Without mechanisms for publishers to monetize visitors, publisher quality deteriorates or becomes untenable for independents.

In a world where nobody wants to pay for content, this is a minimally disruptive, novel way to pass revenue directly into the hands of publishers that are working hard to create content.

2 comments

I would much rather pay a few cents than watch an Ad on Hulu. It got so bad I simply stopped watching Hulu all together. Now yet another start up has tacked the hard monetization problem by crating even more annoying advertizing. And you don't see anything wrong with this picture?

PS: Advertizing is basically a zero sum game. It's a multi billion dollar industry, but most people spend most of what they make and better advertizing does not change that fact.

A lot of people "would rather pay a few cents than...", but who "would rather create an account, verify their email address, get out their credit card, enter their payment information, and confirm a $0.05 payment than..."?

Maybe the best form of protest would be to come up with a one-click way to pay a few cents for something.
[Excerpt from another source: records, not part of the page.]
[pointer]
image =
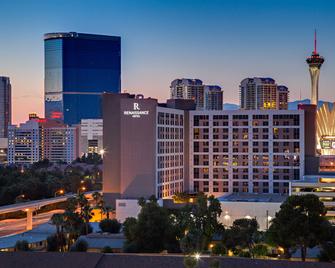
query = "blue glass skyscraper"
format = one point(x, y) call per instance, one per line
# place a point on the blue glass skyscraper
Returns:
point(78, 69)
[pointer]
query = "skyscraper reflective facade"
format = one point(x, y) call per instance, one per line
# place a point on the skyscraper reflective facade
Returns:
point(78, 69)
point(5, 106)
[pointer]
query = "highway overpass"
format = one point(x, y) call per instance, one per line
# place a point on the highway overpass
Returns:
point(30, 206)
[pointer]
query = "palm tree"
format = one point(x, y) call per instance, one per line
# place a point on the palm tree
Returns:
point(58, 220)
point(106, 210)
point(82, 202)
point(97, 198)
point(101, 207)
point(87, 215)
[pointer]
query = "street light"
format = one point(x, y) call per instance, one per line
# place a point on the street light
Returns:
point(61, 192)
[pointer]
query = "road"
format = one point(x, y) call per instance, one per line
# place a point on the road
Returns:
point(15, 226)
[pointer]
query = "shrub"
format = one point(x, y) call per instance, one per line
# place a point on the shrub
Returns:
point(219, 249)
point(21, 245)
point(80, 246)
point(244, 254)
point(83, 229)
point(214, 263)
point(107, 249)
point(190, 262)
point(259, 250)
point(110, 226)
point(52, 243)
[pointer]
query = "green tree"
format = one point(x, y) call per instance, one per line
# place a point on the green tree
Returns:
point(97, 197)
point(107, 249)
point(243, 234)
point(259, 250)
point(52, 243)
point(190, 262)
point(300, 223)
point(198, 222)
point(110, 226)
point(219, 249)
point(151, 231)
point(80, 246)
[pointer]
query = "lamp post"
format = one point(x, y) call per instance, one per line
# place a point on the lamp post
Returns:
point(83, 188)
point(61, 192)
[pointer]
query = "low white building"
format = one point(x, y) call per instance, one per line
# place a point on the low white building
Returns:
point(322, 186)
point(262, 207)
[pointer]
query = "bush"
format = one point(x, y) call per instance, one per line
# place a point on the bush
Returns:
point(327, 253)
point(244, 254)
point(110, 226)
point(107, 249)
point(22, 245)
point(214, 263)
point(219, 249)
point(259, 250)
point(83, 229)
point(190, 262)
point(52, 243)
point(80, 246)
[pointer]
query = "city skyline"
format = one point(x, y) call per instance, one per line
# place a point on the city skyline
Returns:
point(229, 43)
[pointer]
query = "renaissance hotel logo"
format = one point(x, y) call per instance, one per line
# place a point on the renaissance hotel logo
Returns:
point(136, 112)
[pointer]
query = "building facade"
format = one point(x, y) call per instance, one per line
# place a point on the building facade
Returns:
point(245, 151)
point(90, 136)
point(78, 69)
point(260, 93)
point(322, 185)
point(24, 143)
point(174, 148)
point(5, 106)
point(39, 139)
point(206, 97)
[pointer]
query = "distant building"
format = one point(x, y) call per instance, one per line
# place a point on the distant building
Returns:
point(262, 207)
point(78, 69)
point(90, 136)
point(58, 142)
point(213, 98)
point(39, 139)
point(206, 97)
point(260, 93)
point(283, 95)
point(5, 106)
point(3, 150)
point(24, 143)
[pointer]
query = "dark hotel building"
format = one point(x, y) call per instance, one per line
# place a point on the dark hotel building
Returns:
point(161, 149)
point(5, 106)
point(78, 69)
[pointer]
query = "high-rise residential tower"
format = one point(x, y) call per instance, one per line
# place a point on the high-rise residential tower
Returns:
point(78, 69)
point(5, 106)
point(283, 95)
point(261, 93)
point(315, 62)
point(206, 97)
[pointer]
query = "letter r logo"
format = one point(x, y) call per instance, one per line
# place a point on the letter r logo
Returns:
point(136, 106)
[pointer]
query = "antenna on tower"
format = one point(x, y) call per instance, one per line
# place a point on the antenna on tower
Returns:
point(315, 43)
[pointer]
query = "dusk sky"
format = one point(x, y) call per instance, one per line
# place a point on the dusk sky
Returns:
point(220, 42)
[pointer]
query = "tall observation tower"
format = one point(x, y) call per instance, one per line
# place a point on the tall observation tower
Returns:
point(314, 62)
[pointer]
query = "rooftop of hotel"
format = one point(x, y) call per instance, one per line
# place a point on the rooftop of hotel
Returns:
point(253, 197)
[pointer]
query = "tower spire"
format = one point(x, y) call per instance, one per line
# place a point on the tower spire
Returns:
point(315, 52)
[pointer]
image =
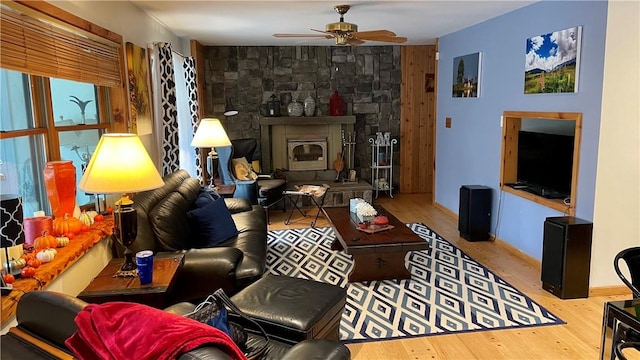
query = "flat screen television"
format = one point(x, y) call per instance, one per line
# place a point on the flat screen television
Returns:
point(545, 163)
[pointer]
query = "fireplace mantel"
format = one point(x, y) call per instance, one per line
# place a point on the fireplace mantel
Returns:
point(267, 125)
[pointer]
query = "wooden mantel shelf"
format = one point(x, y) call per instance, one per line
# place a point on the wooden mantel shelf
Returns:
point(48, 272)
point(303, 120)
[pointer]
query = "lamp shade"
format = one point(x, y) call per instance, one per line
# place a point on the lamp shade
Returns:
point(120, 164)
point(229, 109)
point(210, 133)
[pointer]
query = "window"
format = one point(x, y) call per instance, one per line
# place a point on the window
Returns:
point(61, 85)
point(29, 141)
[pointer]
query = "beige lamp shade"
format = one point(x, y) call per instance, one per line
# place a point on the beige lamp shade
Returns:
point(210, 133)
point(120, 164)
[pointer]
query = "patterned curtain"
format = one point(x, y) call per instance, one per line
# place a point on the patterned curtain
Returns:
point(192, 92)
point(166, 110)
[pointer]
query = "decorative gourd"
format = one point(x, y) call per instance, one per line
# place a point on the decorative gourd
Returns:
point(46, 255)
point(86, 219)
point(62, 241)
point(45, 241)
point(66, 224)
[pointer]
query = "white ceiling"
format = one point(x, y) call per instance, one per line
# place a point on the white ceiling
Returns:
point(245, 23)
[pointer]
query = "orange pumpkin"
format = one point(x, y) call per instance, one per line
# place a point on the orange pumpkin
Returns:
point(67, 224)
point(45, 241)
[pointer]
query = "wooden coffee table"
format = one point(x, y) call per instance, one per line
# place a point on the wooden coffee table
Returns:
point(105, 287)
point(377, 256)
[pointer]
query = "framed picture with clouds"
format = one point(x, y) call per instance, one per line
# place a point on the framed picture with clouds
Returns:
point(552, 62)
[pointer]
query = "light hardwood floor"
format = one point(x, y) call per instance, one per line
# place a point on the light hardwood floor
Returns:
point(578, 339)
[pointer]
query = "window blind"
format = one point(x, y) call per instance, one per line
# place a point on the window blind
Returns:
point(41, 48)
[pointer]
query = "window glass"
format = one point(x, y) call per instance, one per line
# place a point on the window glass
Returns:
point(78, 146)
point(74, 103)
point(15, 101)
point(21, 162)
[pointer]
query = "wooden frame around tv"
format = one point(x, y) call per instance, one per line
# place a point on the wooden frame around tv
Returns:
point(511, 124)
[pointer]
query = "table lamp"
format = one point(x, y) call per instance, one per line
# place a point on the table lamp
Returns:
point(120, 164)
point(210, 134)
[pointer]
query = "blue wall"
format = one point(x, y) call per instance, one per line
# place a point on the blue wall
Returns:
point(469, 151)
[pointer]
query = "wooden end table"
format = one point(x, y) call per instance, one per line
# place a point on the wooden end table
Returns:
point(377, 256)
point(105, 287)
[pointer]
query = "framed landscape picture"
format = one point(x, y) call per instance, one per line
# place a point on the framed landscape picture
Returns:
point(552, 62)
point(466, 75)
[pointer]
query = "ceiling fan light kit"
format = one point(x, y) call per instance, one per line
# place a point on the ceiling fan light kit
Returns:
point(346, 33)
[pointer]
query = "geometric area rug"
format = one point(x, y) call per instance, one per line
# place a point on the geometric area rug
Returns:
point(449, 292)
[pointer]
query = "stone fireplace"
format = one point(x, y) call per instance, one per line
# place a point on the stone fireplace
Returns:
point(307, 154)
point(278, 134)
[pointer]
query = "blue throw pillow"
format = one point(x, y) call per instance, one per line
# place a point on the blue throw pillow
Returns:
point(211, 220)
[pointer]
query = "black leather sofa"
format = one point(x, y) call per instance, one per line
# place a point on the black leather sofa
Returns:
point(49, 317)
point(163, 226)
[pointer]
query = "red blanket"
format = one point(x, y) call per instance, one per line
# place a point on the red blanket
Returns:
point(121, 330)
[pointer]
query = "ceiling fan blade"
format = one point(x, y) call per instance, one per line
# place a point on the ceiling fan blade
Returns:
point(363, 34)
point(301, 35)
point(395, 39)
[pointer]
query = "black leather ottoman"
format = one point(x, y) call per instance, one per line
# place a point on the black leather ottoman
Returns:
point(292, 309)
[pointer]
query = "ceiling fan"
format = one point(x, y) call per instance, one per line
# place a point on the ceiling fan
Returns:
point(347, 33)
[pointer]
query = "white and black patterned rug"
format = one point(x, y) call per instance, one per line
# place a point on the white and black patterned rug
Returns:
point(448, 291)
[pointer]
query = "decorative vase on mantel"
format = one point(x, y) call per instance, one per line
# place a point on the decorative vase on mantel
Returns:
point(309, 106)
point(295, 108)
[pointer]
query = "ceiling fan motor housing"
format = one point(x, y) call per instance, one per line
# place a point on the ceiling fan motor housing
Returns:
point(341, 27)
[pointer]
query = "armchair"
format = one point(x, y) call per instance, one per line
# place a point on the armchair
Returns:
point(631, 257)
point(264, 190)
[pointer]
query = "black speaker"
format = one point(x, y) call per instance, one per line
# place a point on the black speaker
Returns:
point(566, 256)
point(474, 217)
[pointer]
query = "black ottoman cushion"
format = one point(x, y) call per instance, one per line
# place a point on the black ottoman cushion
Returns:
point(293, 309)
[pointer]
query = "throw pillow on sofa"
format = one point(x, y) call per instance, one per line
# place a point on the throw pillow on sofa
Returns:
point(211, 220)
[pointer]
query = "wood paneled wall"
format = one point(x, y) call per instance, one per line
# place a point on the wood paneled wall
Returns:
point(418, 119)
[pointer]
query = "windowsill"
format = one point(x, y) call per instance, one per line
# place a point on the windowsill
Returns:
point(47, 273)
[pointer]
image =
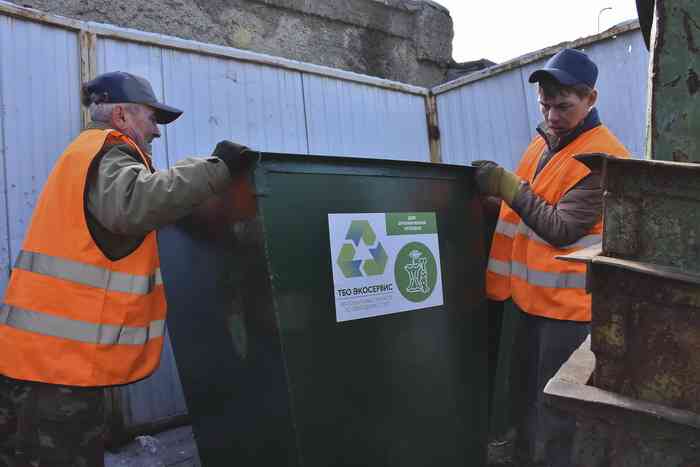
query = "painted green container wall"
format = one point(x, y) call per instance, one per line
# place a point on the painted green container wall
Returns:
point(294, 386)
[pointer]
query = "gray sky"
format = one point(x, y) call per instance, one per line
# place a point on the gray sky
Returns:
point(503, 29)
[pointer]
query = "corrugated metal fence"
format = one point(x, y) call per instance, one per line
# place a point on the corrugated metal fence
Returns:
point(494, 114)
point(268, 103)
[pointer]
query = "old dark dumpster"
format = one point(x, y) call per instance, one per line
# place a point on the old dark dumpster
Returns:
point(332, 313)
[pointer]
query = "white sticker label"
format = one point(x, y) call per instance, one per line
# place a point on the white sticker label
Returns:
point(384, 263)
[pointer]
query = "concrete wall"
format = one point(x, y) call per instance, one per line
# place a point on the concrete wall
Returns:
point(403, 40)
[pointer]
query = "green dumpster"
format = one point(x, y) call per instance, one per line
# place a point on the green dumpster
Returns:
point(332, 313)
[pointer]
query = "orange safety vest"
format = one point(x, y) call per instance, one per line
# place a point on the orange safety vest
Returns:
point(71, 316)
point(524, 266)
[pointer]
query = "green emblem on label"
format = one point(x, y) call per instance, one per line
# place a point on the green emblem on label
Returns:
point(351, 267)
point(415, 272)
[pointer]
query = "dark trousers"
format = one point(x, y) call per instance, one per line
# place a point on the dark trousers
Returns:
point(45, 425)
point(542, 346)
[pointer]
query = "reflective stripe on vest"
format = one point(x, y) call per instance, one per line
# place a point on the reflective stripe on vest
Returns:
point(584, 242)
point(538, 278)
point(506, 228)
point(55, 326)
point(87, 274)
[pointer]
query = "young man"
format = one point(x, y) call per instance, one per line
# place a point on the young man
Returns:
point(551, 206)
point(85, 307)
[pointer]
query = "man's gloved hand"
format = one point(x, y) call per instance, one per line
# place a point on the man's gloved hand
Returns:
point(235, 156)
point(494, 180)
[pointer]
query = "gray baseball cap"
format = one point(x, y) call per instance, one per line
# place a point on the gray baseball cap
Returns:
point(118, 87)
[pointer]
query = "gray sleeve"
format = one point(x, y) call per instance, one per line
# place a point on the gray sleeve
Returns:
point(127, 199)
point(565, 223)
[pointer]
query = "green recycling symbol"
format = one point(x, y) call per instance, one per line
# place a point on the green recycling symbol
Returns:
point(361, 230)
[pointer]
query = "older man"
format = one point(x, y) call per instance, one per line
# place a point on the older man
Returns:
point(85, 307)
point(551, 206)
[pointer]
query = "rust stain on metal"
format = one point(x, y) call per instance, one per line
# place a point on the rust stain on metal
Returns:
point(680, 156)
point(693, 82)
point(673, 82)
point(688, 24)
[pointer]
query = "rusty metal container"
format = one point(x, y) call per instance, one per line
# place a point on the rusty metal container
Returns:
point(645, 283)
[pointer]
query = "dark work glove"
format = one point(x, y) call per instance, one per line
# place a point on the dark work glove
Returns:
point(235, 156)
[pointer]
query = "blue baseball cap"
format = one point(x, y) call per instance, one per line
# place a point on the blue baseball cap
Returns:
point(568, 67)
point(119, 87)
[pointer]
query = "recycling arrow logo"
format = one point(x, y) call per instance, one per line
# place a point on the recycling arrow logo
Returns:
point(361, 230)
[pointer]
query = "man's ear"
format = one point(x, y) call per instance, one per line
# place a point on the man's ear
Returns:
point(592, 98)
point(119, 117)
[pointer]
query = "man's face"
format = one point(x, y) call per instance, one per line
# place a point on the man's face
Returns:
point(564, 112)
point(139, 123)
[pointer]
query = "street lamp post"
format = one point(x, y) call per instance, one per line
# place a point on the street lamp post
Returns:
point(600, 13)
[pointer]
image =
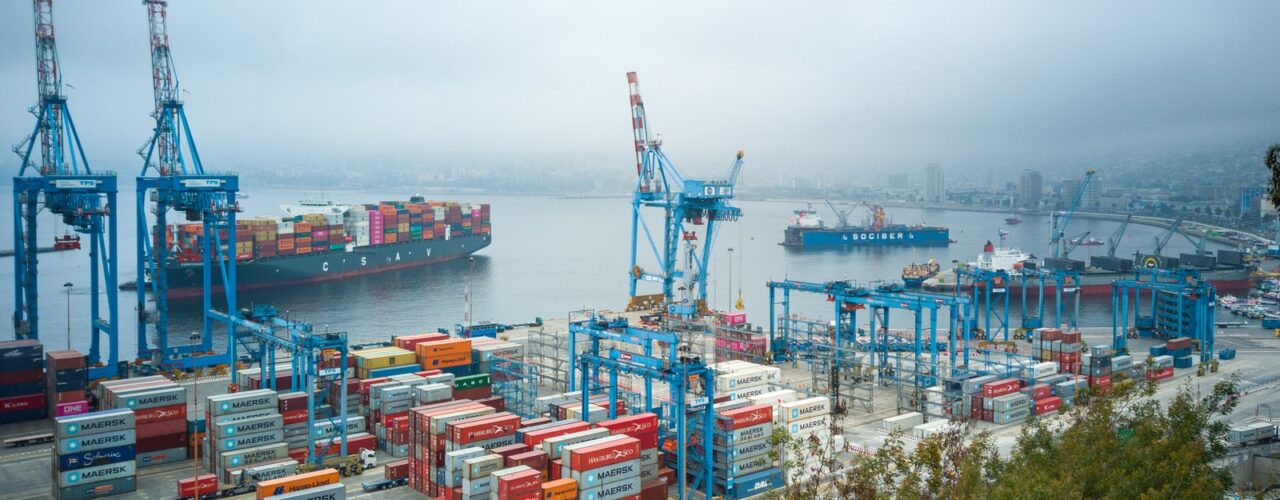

As far as I know, Flattr is about the only thing in that space.

I agree that there is a problem to solve. But I'm not sure if this approach does anything other than shift some advertising money around. Does it really change the equation or the size of the pie? I don't think so. Whether or not it's minimally disruptive depends on how it is used - like all advertising.

It's perfectly OK for a startup to do advertising stuff, but I agree with jrkelly that this is not what the world needs engineers for. It's just a way to make some money and I wish them luck with that.